With the departure of the Sedins, all rules have been called off in the city of Vancouver–but not like they were in 2011, don’t repeat that.
But now that the faces of the franchise have left, anyone’s name can rise to the top, and they are going to be names that once graced an NCAA jersey. The future of Vancouver is college, so here are some of the Canucks’ best up-and-comers who have yet to get a decent taste of the NHL.
Thatcher Demko – Boston College
Demko has been in the system longer than any other. He was drafted in 2014 after his freshman year at Boston College where he was and still is, working towards a degree in applied psychology (a great major for a goalie).
He spent a total of three years in Boston College before signing and joining Utica for two years. While at BC, he was teammates with players like Noah Hanifin, Johnny Gaudreau, Colin White, and Alex Tuch–all to-be or current NHLers.
More importantly, his numbers kept getting better the more time he spent there. His freshman season, 2013-14, he was ranked No. 28 in SV%, and No. 17 in GAA. In the years following he went to No. 29 in SV%, No. 7 in GAA, and skyrocketed to No. 4 in SV% and No. 7 in GAA. He was also named the most outstanding goaltender when awarded the Mike Richter award in 2016.
— Vancouver #Canucks (@Canucks) March 31, 2018
Demko has paid his dues with two years in the AHL with the Utica Comets. His first year, he didn’t crack the AHL’s top-10 with a .907 SV% and a 2.68 GAA. The next, however, his stats rose (just like in college) and he cracked the top-10 in each category. An important note is the team in front of Demko was hardly any better, only increasing their win percentage from .520 to .579.

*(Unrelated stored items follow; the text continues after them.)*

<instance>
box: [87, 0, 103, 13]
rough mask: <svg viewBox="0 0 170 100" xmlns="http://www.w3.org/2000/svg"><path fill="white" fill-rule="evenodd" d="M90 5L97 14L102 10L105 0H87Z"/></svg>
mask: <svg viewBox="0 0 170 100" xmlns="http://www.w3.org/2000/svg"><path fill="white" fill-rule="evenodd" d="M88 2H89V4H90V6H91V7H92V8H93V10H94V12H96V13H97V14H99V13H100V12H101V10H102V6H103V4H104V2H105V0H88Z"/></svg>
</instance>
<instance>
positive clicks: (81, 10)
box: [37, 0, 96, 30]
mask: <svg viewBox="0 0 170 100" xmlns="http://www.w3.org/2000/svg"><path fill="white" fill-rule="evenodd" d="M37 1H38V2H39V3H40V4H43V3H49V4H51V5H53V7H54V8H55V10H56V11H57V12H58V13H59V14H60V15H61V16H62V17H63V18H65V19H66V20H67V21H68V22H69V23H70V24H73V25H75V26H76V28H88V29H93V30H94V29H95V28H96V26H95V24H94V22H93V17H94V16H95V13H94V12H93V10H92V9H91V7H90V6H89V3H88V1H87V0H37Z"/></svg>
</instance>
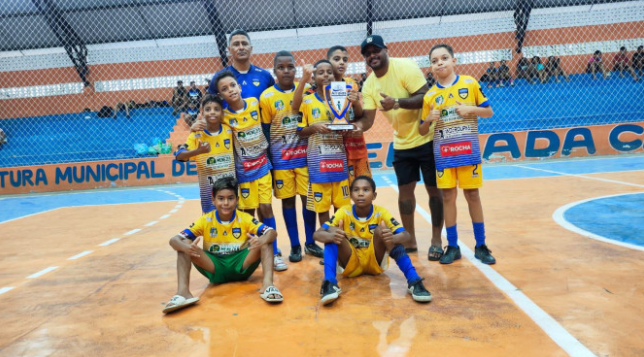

Given how successful the offense is projected to be for the Canucks come the 2018-19 season, Demko’s first backup season will come sooner rather than later (that’s a story many Canucks fans have been hearing for a while, but really, it’s close). After neither Nilsson nor Markstrom had stellar years in net, it wouldn’t be a surprise to see one (likely Nilsson since he has value to teams like Philadelphia) scratched or moved to give this NCAA star a shot at the big league.
Adam Gaudette – Northeastern
It’s a weird situation that Adam Gaudette is a Hobey Baker winner (whose competition for the award were no easy match) and NCAA leading point-getter but he’s not often talked about since his debut for five games in March. Gaudette has the making to be a great depth sniper in the NHL.
In his junior season at Northeastern University, the eldest of three Gaudette brothers suited up with an ‘A’ on his sweater and lead the NCAA with 60 points (30 goals, 30 assists). Gaudette also helped lead his team to the Frozen Four Regionals where they lost to Michigan (and Quinn Hughes, another Canucks prospect).
Gaudette was a slippery player in the NCAA with a wrist shot with a long wind-up, something he displayed in the NHL with the shots on goal he generated. He’s a player who is hot in close around the crease, and he’s had no problem finding those places in the NHL.
Unlike many prospects expected to make the roster for the next season, Gaudette has already made his impact. Will that affect where he’s slotted in the lineup? It’s very likely. His faceoff percentage while bouncing around on the third and fourth lines was a low 37.5%, so a good move would be swapping him and Brandon Sutter on the second and third lines to get him the valuable experience.
It’s not like Gaudette won’t be able to handle it.
Quinn Hughes – Michigan
Quinn Hughes is the newest addition to the Canucks family after he was drafted seventh overall in the 2018 NHL Entry Draft. While the youngest player in the NCAA was No. 19 in scoring among defensemen with 29 points (5 goals, 24 assists), his intangibles were some of the reasons he was drafted so early.
Skating is the No. 1 factor and is a big reason why he could make the jump to the NHL now rather than later. His acceleration is a trait not only most defensemen in his draft class lack but most defensemen in the NHL lack. His skating is the equivalent of an ideal breakout: fast and effortless.
Another of his greatest strengths was his craftiness on the power play. He’s not a one-trick pony and plays anywhere on the ice during the PP. Vancouver’s PP was top-10 last season at 21.4%. Add in Hughes’ craftiness and its a recipe for success. General manager Jim Benning told Sportsnet he has high hopes for Hughes and thinks he’s the best fit for the group.
“He’s going to fit perfectly with the style of game we want to play because he can get back, get the puck and beat the first forechecker with speed. He can transition the puck up ice either by skating or making a good play. And he plays fast,” Benning said.
But what’s arguably more important than all the little pieces that add up to equal Quinn Hughes is that he, as a whole, fills the need for a puck-moving, top-two defenseman. The answer to that need had originally appeared to be Ben Hutton, a University of Maine product, but after a rocky year that raised several trade rumors, the Canucks are likely looking to alleviate pressure from the 25-year-old defenseman and onto the shoulders of soon-to-be 19-year-old Quinn Hughes.